Su nombre es Ganimel sec Imlardez, aunque en realidad todos lo conocen como el duende zapatero. Regresó hace mucho tiempo a Grannayr porque quería descansar de todo lo que sus ojos vieron, sus oídos escucharon y su razón soportó durante los muchos años en que sirvió a la gente de su pueblo como rey.

Porque el duende zapatero una vez fue rey. Fue conocido como el Rey duende de la suerte. En todas las naciones mágicas los reyes que dejan alguna vez sus tareas para dar paso a nuevos gobernantes,  se retiran a hacer lo que más les gusta, lo que siempre soñaron con ser, antes de cumplir con su obligación de servir a su país, que todos asumen al menos una vez en la vida. Y el sueño de Ganimel sec Imlardez siempre había sido el de convertirse en el mejor zapatero de su pueblo.

Lo de contar historias vino mucho tiempo después, cuando sus zapatos ya se habían hecho tan famosos que incluso le eran solicitados desde otras naciones mágicas como Granpartún, donde vivían los gigantes; Nacañone, capital de los Nacañú, esa gente en verdad pequeña a la que los mismos duendes miraban con ternura; también le habían llegado pedidos desde Irdayana Kly, orgullosa capital del imperio élfico.

Cierto es que no eran grandes pedidos y que no llegaban diario, pero así son es todo en las naciones mágicas; las cosas duran mucho y sirven casi todo el tiempo, así que hacer zapatos, comprarlos y regalarlos es cosa que sobre todo por fomento a la expresión artística se lleva a cabo. Por ejemplo, un par de sus mejores zapatos tiene un lugar de exhibición permanente en el Museo de Artes Cotidianas de Jadazahr, la ciudad más grande de las hadas dulces, junto a las airosas cortinas del artista andárico Brijed Gryntol.

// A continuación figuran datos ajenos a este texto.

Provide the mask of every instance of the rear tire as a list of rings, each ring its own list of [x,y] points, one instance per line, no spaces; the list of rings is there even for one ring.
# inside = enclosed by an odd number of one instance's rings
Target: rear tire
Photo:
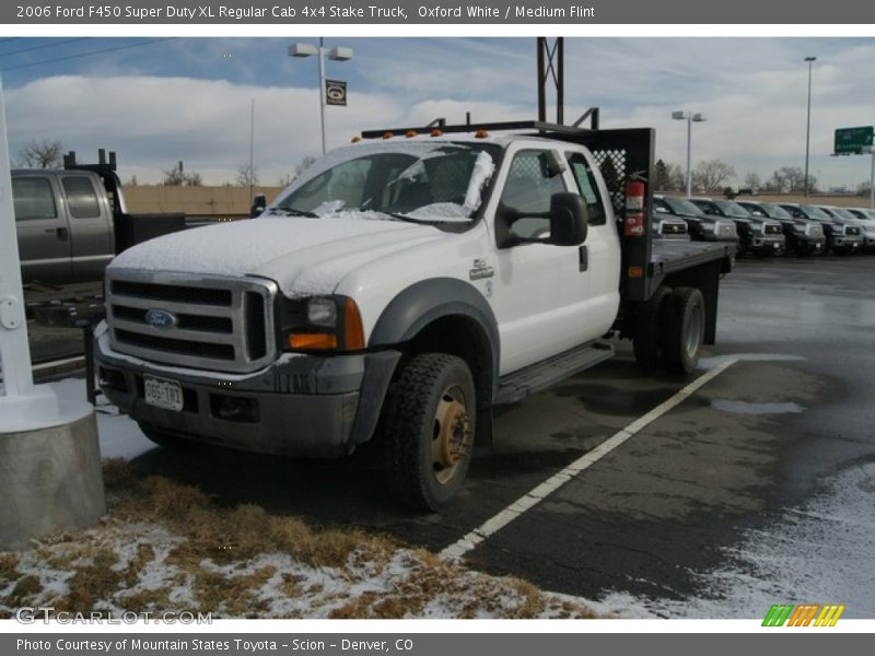
[[[670,296],[669,288],[657,288],[635,316],[632,348],[639,366],[655,368],[661,363],[665,308]]]
[[[393,384],[384,424],[386,477],[405,505],[438,511],[465,483],[477,413],[464,360],[423,353]]]
[[[668,298],[663,332],[663,362],[672,371],[696,368],[704,341],[704,297],[696,288],[677,288]]]

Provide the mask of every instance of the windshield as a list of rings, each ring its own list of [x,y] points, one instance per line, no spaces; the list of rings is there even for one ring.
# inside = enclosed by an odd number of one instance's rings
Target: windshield
[[[470,221],[498,150],[488,143],[353,145],[305,171],[265,214],[359,210],[425,222]]]
[[[760,218],[765,218],[765,219],[769,218],[769,214],[766,213],[766,210],[760,208],[760,207],[758,207],[758,206],[745,202],[745,203],[739,203],[738,207],[740,207],[744,210],[747,210],[747,212],[751,216],[760,216]]]
[[[820,208],[816,208],[814,206],[800,206],[802,211],[805,212],[812,219],[817,219],[818,221],[832,221],[832,218],[827,214]]]
[[[692,214],[693,216],[704,216],[704,212],[682,198],[666,198],[665,202],[676,214]]]
[[[852,212],[849,212],[843,208],[829,208],[829,211],[832,212],[832,215],[837,219],[843,219],[844,221],[860,221],[860,219],[854,216]]]
[[[793,216],[784,208],[774,202],[763,202],[762,208],[769,212],[772,219],[793,219]]]
[[[737,202],[733,202],[731,200],[716,200],[714,202],[718,203],[720,209],[723,210],[727,216],[737,216],[738,219],[750,219],[750,212],[748,212]]]

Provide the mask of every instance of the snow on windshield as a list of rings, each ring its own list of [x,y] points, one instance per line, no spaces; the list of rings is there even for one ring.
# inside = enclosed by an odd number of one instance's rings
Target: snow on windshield
[[[287,209],[317,216],[467,222],[495,171],[492,156],[480,150],[487,145],[434,140],[339,149],[299,176],[265,215]]]

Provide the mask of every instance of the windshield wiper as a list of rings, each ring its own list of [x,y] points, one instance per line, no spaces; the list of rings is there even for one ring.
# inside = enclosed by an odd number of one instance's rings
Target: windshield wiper
[[[398,221],[406,221],[407,223],[434,223],[434,221],[430,219],[417,219],[416,216],[409,216],[408,214],[399,214],[398,212],[387,212],[386,210],[375,211],[380,212],[381,214],[386,214],[386,216],[397,219]]]
[[[294,208],[270,208],[266,214],[285,214],[287,216],[308,216],[310,219],[318,219],[319,215],[315,212],[306,212],[304,210],[295,210]]]

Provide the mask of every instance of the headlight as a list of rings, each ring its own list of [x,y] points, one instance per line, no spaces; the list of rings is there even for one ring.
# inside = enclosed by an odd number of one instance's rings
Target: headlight
[[[346,296],[288,301],[282,342],[287,351],[361,351],[365,343],[359,306]]]
[[[311,298],[307,302],[307,321],[314,326],[337,326],[337,303],[334,298]]]

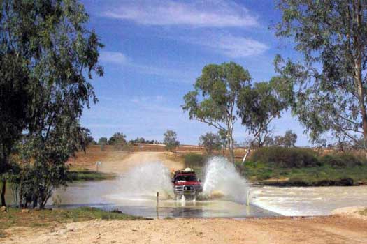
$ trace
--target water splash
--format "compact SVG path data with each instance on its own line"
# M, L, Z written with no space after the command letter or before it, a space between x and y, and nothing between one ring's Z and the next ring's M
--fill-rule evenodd
M173 198L173 188L170 171L161 162L149 162L136 166L121 176L121 196L154 199Z
M210 159L206 167L203 195L207 197L223 197L240 203L246 202L248 187L233 164L222 157Z

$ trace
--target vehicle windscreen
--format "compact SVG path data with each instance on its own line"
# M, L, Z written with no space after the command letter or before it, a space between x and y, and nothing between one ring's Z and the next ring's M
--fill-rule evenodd
M178 176L175 178L175 181L196 181L196 176L192 175Z

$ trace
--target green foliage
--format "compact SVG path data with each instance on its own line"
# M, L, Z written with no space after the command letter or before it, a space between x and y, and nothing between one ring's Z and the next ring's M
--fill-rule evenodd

Comenzó a contar historias por accidente. Alguna vez el hijo de un cliente se puso a hurgar entre las herramientas tratando de hacer algo con ellas; visto como era que podía lastimarse, el duende zapatero le pidió que las dejara a cambio de contarle una excelente historia, y si hay algo que un duende aprecie tanto como el sol, la buena comida y el arte, son las buenas historias, así que el muchacho se sentó muy cerca y orientó las orejas hacia él.

A partir de entonces, ese niño y todos sus amigos del pueblo acudían hasta su casa para escuchar historias, llenaban todas las sillas del viejo, traían las suyas y algunos más optaban por tumbarse en el suelo. Cualquier sitio era excelente para escucharle.

Acudían solos o con sus padres, pero siempre lo hacían en heptares, el primero de los tres días de descanso marcados en su semana decimal; algunos niños coleccionaban las historias en libros parlantes, y otros las reescribían como ejercicio de iniciación a sus carreras de bardo, rápsoda o cronista, lo que halagaba sobremanera al viejo duende zapatero.

Yo lo escuché en el primer año de mi extravío, ya luego debí dejarlo por servir a la nación duende como embajador en otras tierras, hasta que se me liberó de mis obligaciones y fui devuelto al humano mundo por la magia vaporosa de los Nacañú.